Although there is quite a bit of debate with respect to state and local law enforcement officers’ authority to enforce immigration law as a matter of practice, it is permissible for state and local law enforcement officers to inquire into the status of an immigrant during the course of their normal duties in enforcing state and local law. This practice allows state and local law enforcement officers to play an indirect role that is incidental to their general criminal enforcement authority.

For example, when state or local officers question the immigration status of someone they have detained for a state or local violation, they may contact an ICE agent at the Law Enforcement Support Center (LESC). The federal agent may then place a detainer on the suspect, requesting the state official to keep the suspect in custody until a determination can be made as to the suspect’s immigration status. However, the continued detention of such a suspect beyond the needs of local law enforcement, and solely designed to aid in enforcement of federal immigration laws, may be unlawful.

The power to prescribe rules as to which aliens may enter the U.S. and which aliens may be removed solely resides with the federal government. It has generally been assumed that state and local officers may enforce the criminal provisions of the INA if state law permits them to do so but are assumed to be precluded from directly enforcing the INA’s civil provisions. State enforcement of the criminal provisions of the INA is seen as being consistent with the state’s police power to make arrests for criminal acts and the expectation that states are expected to cooperate in the enforcement of federal criminal laws.

To the degree that it is not preempted, the authority of state and local law enforcement officers to investigate and arrest for violations of federal law is determined by reference to state law. This may be done through express authorization in state law. However, this may not be necessary according to some recent decisions from the Tenth Circuit that appear to suggest that state and local law enforcement officers may possess “inherent authority” within their respective jurisdictions to investigate and make arrests for criminal immigration matters.
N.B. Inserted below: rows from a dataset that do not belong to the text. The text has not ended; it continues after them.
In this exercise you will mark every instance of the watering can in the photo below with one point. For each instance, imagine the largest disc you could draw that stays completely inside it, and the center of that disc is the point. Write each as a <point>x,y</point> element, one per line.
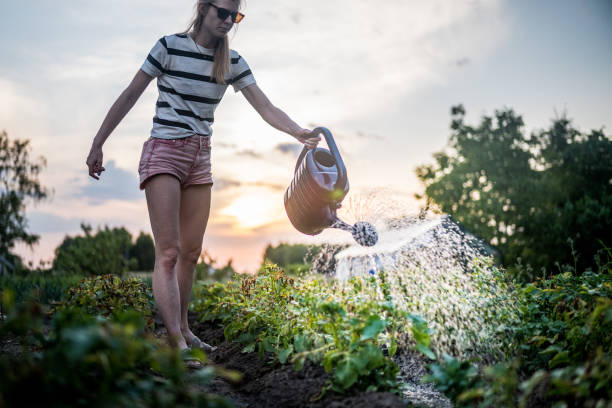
<point>318,187</point>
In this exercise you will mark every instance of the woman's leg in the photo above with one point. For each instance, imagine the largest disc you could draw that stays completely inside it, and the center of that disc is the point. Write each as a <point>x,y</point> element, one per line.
<point>195,208</point>
<point>163,194</point>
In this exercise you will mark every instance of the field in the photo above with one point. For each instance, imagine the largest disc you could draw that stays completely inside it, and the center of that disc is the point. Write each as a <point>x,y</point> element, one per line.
<point>458,337</point>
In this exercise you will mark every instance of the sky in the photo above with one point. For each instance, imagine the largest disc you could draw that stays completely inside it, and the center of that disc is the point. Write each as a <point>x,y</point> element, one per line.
<point>382,76</point>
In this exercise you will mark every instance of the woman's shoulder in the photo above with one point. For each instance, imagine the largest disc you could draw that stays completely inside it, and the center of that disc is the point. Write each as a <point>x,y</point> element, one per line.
<point>235,56</point>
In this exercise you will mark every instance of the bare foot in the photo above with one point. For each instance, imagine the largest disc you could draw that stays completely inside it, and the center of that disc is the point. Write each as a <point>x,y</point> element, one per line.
<point>193,341</point>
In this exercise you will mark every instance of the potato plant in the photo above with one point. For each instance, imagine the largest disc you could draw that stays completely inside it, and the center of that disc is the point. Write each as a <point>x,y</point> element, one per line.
<point>352,329</point>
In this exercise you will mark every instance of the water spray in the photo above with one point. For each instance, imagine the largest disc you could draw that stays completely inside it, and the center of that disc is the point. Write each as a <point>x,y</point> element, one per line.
<point>316,192</point>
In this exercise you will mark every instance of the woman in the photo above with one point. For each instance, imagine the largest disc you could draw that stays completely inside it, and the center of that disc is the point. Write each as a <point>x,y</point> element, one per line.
<point>193,70</point>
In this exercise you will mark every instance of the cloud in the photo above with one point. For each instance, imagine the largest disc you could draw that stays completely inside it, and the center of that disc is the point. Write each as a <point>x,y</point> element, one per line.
<point>115,184</point>
<point>462,62</point>
<point>250,153</point>
<point>226,184</point>
<point>292,148</point>
<point>45,222</point>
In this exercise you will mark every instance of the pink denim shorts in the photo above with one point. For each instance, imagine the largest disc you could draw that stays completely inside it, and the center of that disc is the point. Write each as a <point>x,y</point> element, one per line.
<point>187,159</point>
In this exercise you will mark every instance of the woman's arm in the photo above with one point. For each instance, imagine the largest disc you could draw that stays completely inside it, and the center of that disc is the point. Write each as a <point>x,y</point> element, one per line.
<point>276,117</point>
<point>115,115</point>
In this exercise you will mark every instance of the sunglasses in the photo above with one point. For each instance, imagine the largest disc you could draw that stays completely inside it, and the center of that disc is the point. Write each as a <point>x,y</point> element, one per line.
<point>224,13</point>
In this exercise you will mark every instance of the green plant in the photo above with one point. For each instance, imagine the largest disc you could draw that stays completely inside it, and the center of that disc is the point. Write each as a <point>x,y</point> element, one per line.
<point>453,377</point>
<point>19,183</point>
<point>105,252</point>
<point>85,360</point>
<point>345,327</point>
<point>42,287</point>
<point>108,295</point>
<point>564,338</point>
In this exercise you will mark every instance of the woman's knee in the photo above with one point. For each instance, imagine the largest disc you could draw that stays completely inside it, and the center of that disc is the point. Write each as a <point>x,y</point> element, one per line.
<point>167,257</point>
<point>190,255</point>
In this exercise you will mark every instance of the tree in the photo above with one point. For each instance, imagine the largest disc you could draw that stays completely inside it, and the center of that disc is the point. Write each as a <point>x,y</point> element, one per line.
<point>542,198</point>
<point>19,184</point>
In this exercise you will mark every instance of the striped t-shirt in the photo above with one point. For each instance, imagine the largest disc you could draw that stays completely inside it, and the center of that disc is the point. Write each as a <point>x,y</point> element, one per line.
<point>188,95</point>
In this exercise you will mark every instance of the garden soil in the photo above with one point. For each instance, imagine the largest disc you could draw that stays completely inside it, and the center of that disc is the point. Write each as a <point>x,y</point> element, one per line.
<point>268,384</point>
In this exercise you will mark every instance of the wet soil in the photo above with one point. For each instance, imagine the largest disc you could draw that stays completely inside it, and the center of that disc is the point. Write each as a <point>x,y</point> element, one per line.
<point>268,384</point>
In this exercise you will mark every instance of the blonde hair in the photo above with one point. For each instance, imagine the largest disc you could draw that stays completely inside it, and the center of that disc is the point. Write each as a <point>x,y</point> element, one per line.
<point>222,54</point>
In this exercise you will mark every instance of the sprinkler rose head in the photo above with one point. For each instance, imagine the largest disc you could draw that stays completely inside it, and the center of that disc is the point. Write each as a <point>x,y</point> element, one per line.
<point>365,234</point>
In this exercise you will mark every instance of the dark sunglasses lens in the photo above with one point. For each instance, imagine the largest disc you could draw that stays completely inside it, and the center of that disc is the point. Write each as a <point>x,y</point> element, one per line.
<point>223,13</point>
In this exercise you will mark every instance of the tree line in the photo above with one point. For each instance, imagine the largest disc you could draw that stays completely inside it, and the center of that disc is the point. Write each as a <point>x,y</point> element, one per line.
<point>543,199</point>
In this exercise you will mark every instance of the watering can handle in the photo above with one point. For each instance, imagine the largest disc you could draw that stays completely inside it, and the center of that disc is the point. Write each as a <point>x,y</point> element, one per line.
<point>342,179</point>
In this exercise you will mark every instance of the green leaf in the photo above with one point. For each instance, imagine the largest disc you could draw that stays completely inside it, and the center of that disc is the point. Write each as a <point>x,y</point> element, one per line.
<point>346,372</point>
<point>249,348</point>
<point>374,325</point>
<point>426,351</point>
<point>283,354</point>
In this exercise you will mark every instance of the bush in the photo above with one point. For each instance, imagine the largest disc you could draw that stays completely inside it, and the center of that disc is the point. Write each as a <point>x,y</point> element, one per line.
<point>105,252</point>
<point>108,295</point>
<point>87,360</point>
<point>42,287</point>
<point>343,328</point>
<point>564,356</point>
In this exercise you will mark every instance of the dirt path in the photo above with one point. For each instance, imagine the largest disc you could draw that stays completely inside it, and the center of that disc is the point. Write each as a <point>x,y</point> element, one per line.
<point>274,385</point>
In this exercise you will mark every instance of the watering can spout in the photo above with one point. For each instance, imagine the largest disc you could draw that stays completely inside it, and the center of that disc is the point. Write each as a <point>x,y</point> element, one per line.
<point>319,185</point>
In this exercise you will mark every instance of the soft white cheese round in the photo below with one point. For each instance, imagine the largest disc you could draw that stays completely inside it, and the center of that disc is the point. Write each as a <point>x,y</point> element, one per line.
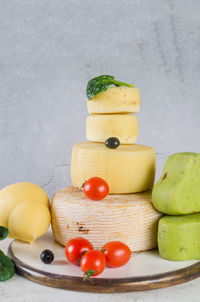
<point>130,218</point>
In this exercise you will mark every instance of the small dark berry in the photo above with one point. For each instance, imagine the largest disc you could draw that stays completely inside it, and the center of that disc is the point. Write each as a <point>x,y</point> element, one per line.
<point>112,142</point>
<point>47,256</point>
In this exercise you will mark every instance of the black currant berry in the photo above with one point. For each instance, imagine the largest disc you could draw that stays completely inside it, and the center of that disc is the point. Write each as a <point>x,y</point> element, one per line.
<point>112,142</point>
<point>47,256</point>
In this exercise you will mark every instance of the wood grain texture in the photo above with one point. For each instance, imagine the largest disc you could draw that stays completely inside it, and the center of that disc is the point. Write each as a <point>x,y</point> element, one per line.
<point>105,285</point>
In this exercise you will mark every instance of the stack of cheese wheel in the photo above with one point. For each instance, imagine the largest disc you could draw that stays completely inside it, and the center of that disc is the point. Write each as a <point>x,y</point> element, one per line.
<point>126,214</point>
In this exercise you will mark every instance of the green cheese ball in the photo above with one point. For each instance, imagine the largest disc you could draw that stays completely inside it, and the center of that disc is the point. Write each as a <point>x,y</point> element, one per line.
<point>179,237</point>
<point>177,192</point>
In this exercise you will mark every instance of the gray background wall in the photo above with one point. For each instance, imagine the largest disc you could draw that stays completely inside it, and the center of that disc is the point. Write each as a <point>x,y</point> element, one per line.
<point>49,50</point>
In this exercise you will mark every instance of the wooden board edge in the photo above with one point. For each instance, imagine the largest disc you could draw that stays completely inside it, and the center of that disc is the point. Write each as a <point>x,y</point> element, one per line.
<point>104,285</point>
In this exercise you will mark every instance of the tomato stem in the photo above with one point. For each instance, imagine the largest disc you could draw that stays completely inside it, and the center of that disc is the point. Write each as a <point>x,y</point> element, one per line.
<point>78,261</point>
<point>88,274</point>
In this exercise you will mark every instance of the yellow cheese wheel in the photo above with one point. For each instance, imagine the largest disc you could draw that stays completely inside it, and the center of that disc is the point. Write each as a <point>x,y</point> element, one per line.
<point>115,100</point>
<point>29,221</point>
<point>130,218</point>
<point>122,126</point>
<point>17,193</point>
<point>127,169</point>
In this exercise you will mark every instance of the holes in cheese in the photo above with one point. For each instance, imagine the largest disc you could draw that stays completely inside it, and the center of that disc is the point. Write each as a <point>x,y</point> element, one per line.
<point>127,169</point>
<point>115,100</point>
<point>130,218</point>
<point>122,126</point>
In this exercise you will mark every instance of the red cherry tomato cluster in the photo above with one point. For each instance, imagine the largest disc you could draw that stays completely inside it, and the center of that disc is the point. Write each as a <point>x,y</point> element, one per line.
<point>96,188</point>
<point>79,251</point>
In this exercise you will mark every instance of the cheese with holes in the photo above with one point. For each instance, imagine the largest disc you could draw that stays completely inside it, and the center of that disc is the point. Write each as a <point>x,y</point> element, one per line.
<point>130,218</point>
<point>123,126</point>
<point>115,100</point>
<point>127,169</point>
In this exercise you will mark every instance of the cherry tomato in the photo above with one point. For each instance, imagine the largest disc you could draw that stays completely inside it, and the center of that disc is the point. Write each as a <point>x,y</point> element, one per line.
<point>117,253</point>
<point>75,248</point>
<point>96,188</point>
<point>93,263</point>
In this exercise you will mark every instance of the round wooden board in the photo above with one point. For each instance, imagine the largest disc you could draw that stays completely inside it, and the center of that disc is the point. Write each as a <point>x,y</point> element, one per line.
<point>145,270</point>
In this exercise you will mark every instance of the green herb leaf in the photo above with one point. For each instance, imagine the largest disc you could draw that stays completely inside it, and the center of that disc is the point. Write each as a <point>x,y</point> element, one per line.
<point>101,83</point>
<point>3,233</point>
<point>7,268</point>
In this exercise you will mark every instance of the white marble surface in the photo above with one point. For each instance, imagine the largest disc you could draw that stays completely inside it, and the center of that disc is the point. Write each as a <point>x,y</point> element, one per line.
<point>48,51</point>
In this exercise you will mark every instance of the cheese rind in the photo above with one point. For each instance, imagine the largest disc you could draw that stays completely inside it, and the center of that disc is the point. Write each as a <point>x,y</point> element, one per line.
<point>115,100</point>
<point>127,169</point>
<point>129,218</point>
<point>123,126</point>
However, civil violations of the INA are also found to be within the jurisdictional authority of the state and local law enforcement. In the Tenth Circuit case of United States v. Salinas-Calderon, a state trooper pulled over the defendant for driving erratically but soon found six individuals in the back of the defendant’s truck. The court determined that the trooper had "probable cause" to detain and arrest all the individuals. In United States v. Vasquez-Alvarez, an Oklahoma police officer arrested a Hispanic male suspected of drug dealing because he was an “illegal alien.”

The defendant argued that the state police could only arrest him in accordance with the restrictions detailed in 8 U.S.C. §1252c and since his arrest did not meet the requirements of that provision, it was unauthorized. The Tenth Circuit, however, ultimately concluded that §1252c “does not limit or displace the preexisting general authority of state or local police officers to investigate and make arrests for violations of federal law, including immigration law. Instead, §1252c merely creates an additional vehicle for the enforcement of federal immigration law.”


Clearly preemption does not bar state and local immigration enforcement where Congress has evidenced intent to authorize such enforcement. In exercising its power to regulate immigration, Congress is free to delegate to the states, among other things, the activities of arresting, holding, and transporting aliens. Indeed, Congress already has created avenues for the participation of state and local officers in the enforcement of the federal immigration laws.